How to make an unready workflow ready

If you can't write the procedure, you can't brief the agent.

An unready workflow does not mean automation is off the table. It means the process work comes first.

Narrow the scope. "Handle customer communication" is not a workflow. "Respond to refund requests submitted via the contact form with a confirmation and next-steps email" is. Every workflow that is too broad to specify can be narrowed into one that is.

Document the exception cases. Sit with the person who currently does the task and walk through the last twenty instances together. For each one handled differently from the others, write down why. Those reasons become the exception rules. A workflow with fifteen documented exceptions is specifiable. A workflow with "it depends" is not.

Add an explicit escalation path. Every brief needs a named action for inputs the agent wasn't designed to handle. Not "the agent will figure it out" — a specific step. Flag for review, route to a queue, reply with a holding message. The escalation path keeps the agent from producing wrong outputs on edge cases.

A workflow that fails the new-employee test today can pass it in a week if someone sits down and writes the procedure. That document is not preparation for automation. It is the brief. The agent runs from it directly.

Write a first-draft procedure

Start with what you know: trigger, typical inputs, expected output. Write it as a numbered step sequence. Do not worry about completeness — the gaps will surface in the next steps.

Run the new-employee test

Hand the procedure to someone with no knowledge of the workflow. Ask them to describe what they would do for a specific real input. Every question they ask is a missing line. Every wrong description they give is an ambiguity.

Walk through 20 real instances

Sit with whoever currently does the workflow and observe it run on 20 actual inputs. Record the trigger, inputs available, decision made, output produced, and any exception handled for each instance. The first draft rarely survives contact with real instances.

Document every exception rule

For each instance handled differently from the standard path, write a named rule: when condition X is true, do Y instead. A workflow with 12 documented exception rules is specifiable. A workflow with "use judgment" is not.

Write the escalation path

Define the specific action for inputs that match no named rule: flag for review, route to a queue, reply with a holding message. The escalation path turns an undefined edge case into a handled one. Without it, every undefined case produces a confident-looking wrong output.
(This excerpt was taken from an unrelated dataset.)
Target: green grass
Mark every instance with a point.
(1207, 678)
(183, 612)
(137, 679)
Test against five new inputs

Find five real inputs from the last 30 days not used in the step 3 session. Run each through the procedure. Any gap that appears is a missing line. Fix it before the build starts.

Frequently asked questions

How do you know if a workflow is ready for an AI agent?
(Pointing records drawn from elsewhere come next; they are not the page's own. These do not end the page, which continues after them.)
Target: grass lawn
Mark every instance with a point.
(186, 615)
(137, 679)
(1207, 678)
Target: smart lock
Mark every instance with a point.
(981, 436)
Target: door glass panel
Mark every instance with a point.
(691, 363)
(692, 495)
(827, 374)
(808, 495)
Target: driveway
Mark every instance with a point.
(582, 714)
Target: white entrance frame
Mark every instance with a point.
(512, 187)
Use the new-employee test: could a new employee do this correctly on day one, given only a written procedure and no other context? If yes, the workflow is specifiable and automatable. If the answer requires prior knowledge, judgment about exceptions, or checking with someone first, the specification is incomplete — and the agent will fail on the same gaps.

What does a workflow ready for an AI agent look like?
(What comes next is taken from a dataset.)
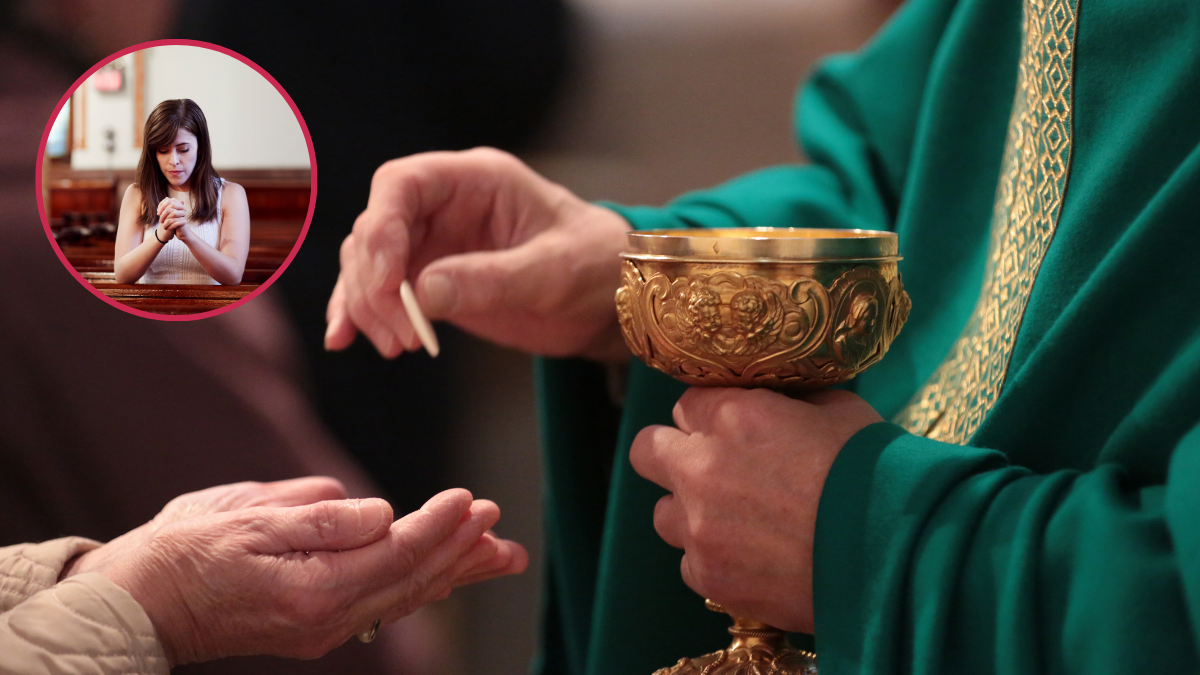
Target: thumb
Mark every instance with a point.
(323, 526)
(481, 282)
A ready workflow has four properties: a defined trigger that is observable and testable, a consistent input format the agent receives every time, a clear success criterion that does not require judgment to evaluate, and a finite set of named exceptions where all edge cases are explicitly defined.

What makes a workflow unready for automation?

Four signals: the task description contains the word "appropriate" without a definition, the team says "it depends" when asked how exceptions are handled, the only person who can verify the agent's output is the person who normally does the task, and the process changes frequently enough to require constant brief updates.

How do you make an unready workflow ready for an AI agent?

Three steps: narrow the scope until the workflow can be fully specified, document exception cases by walking through the last twenty instances with whoever currently does the task, and add an explicit escalation path for inputs the agent was not designed to handle. A workflow that fails the new-employee test today can pass it in a week if someone writes the procedure.